If PSB were fused on my board, none of this would work. The PSP would check the firmware signature, fail (because I modified the image), and halt the boot. The machine would refuse to POST. I'd be dead at step 1.

There's an irony here. AMD built PSB to prevent exactly what I'm doing -- unauthorized firmware modifications. But they left the fusing decision to the board manufacturers, and consumer board manufacturers chose not to fuse it. The security mechanism exists in silicon but is inactive on the exact hardware most likely to be used for this kind of research. Enterprise machines are protected. Gaming rigs are not.

The Q-Flash Plus workflow

Because PSB is unfused, my firmware iteration cycle is fast. I keep a stock BIOS image and a modified image on the same USB drive. The workflow looks like this:

// firmware modification workflow

// 1. extract stock BIOS
UEFITool: open stock_bios.bin
// navigate to DXE firmware volume
// right-click -> Insert after -> my_smm_driver.ffs

// 2. rebuild firmware image
UEFITool: save modified_bios.bin

// 3. flash via Q-Flash Plus (board powered off)
//    rename modified_bios.bin to GIGABYTE.bin
//    copy to FAT32 USB drive
//    insert USB in designated Q-Flash Plus port
press Q-Flash Plus button
//    LED blinks for ~90 seconds
//    LED stops -> flash complete

// 4. if anything goes wrong:
//    rename stock_bios.bin to GIGABYTE.bin
//    repeat step 3
//    back to stock in 90 seconds

Q-Flash Plus doesn't need the CPU or RAM installed. It's a microcontroller on the board that directly programs the SPI flash chip. This means even if my modified firmware is so broken that the CPU can't POST, Q-Flash Plus can still recover it. I bricked the board twice during development and recovered both times in under two minutes.

Can PSB be fused after the fact?

In theory, yes. The OTP fuses can be programmed by anyone with the right tools and AMD's PSB fusing utility. In practice, fusing requires access to AMD's Secure Key Provisioning (SKP) toolchain, which is only available to OEM partners under NDA. A random consumer can't fuse their own CPU.

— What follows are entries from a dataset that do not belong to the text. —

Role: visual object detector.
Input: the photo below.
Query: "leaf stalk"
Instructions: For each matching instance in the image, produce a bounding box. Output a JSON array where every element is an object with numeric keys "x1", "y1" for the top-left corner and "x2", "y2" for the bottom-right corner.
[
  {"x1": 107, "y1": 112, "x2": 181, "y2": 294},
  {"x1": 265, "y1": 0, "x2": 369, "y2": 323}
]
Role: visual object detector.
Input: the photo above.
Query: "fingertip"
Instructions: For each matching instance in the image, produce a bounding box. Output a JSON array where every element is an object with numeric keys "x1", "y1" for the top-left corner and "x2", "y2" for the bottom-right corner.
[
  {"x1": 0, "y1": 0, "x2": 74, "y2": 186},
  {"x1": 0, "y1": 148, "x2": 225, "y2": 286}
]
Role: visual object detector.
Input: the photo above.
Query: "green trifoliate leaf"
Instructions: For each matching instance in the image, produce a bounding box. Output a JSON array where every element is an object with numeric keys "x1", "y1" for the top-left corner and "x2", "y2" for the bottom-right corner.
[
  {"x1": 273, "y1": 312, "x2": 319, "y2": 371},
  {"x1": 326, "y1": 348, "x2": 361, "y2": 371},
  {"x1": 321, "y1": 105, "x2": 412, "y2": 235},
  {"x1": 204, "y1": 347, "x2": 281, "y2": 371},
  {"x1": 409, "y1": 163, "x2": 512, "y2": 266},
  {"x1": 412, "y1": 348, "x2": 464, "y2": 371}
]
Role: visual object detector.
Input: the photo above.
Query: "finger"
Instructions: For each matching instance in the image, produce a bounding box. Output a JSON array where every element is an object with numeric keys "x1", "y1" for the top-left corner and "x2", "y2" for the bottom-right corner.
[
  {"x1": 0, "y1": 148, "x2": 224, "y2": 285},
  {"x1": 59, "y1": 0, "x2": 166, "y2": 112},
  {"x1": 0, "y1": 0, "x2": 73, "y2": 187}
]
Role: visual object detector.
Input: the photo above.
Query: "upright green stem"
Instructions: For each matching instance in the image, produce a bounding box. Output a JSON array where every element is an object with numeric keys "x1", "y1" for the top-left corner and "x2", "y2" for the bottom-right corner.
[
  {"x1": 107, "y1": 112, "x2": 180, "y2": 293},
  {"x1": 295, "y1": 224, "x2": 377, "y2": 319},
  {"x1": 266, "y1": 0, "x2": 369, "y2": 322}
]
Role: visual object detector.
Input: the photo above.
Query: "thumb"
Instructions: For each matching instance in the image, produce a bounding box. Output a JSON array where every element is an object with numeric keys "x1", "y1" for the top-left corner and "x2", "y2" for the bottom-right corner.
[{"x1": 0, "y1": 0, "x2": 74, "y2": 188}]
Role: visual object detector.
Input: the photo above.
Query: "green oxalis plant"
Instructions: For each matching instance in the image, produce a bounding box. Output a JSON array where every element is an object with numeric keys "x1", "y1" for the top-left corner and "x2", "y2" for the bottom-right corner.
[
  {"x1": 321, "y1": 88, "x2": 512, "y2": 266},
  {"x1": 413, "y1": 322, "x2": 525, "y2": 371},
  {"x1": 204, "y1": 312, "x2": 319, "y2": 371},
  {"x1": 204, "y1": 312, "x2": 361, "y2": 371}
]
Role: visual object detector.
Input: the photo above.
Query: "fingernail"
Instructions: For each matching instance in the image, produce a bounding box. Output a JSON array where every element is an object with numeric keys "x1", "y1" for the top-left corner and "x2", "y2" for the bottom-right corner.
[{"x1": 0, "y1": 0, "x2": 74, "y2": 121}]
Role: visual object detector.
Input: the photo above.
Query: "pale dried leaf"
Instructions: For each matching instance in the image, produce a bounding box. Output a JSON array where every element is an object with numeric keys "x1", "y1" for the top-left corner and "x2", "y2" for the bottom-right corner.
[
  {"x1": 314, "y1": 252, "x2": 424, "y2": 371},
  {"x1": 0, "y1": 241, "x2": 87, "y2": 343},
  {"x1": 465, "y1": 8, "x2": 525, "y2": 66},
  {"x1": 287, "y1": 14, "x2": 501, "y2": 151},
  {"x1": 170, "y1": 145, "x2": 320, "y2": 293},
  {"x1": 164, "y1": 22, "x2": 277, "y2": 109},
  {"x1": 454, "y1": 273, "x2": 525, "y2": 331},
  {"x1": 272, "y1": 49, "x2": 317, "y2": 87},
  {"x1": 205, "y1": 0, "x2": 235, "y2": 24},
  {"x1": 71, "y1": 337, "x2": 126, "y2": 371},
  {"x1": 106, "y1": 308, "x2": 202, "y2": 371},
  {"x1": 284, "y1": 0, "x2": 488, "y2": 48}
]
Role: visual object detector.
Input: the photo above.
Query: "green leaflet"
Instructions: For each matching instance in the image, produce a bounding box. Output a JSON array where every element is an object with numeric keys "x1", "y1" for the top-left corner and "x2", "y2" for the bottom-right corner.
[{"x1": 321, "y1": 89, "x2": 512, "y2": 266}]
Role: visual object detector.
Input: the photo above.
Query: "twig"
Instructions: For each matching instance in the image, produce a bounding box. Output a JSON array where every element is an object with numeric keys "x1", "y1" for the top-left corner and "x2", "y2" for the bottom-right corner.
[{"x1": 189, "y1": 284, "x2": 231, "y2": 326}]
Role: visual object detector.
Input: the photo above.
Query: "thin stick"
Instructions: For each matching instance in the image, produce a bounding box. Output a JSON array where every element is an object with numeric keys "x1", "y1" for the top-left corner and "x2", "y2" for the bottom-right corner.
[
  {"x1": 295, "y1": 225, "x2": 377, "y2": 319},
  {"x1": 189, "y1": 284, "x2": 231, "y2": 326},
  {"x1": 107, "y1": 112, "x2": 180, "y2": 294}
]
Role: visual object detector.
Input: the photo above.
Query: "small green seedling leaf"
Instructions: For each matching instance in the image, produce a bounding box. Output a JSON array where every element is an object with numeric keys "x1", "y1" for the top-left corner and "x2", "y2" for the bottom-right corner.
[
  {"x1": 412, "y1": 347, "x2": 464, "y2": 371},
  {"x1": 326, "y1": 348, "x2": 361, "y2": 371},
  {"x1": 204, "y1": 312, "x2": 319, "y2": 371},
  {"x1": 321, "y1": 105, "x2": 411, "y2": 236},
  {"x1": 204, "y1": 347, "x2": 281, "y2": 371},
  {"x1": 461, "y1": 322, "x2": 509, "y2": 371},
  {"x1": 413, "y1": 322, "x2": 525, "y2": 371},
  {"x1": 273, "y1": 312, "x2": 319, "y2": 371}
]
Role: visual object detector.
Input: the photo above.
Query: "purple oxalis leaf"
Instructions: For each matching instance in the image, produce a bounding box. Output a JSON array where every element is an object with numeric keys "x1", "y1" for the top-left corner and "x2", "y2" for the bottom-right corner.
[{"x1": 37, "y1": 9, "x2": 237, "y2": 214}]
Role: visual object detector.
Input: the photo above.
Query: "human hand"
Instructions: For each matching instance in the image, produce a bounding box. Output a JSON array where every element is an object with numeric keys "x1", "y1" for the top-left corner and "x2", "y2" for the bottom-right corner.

Even if you could fuse it, you'd need to generate an RSA key pair, sign your firmware with the private key, and burn the public key hash into the CPU. If you lose the private key, your CPU becomes a brick -- it will only boot firmware signed with a key you no longer have. There's no recovery. The fuses are permanent.

For my research, unfused PSB is a feature, not a bug. It means I can iterate rapidly -- modify firmware, flash, test, reflash stock if it breaks. If PSB were fused, every firmware modification would require re-signing with my key, and a mistake could brick the CPU permanently. The unfused state is actually what makes this kind of low-level security research practical.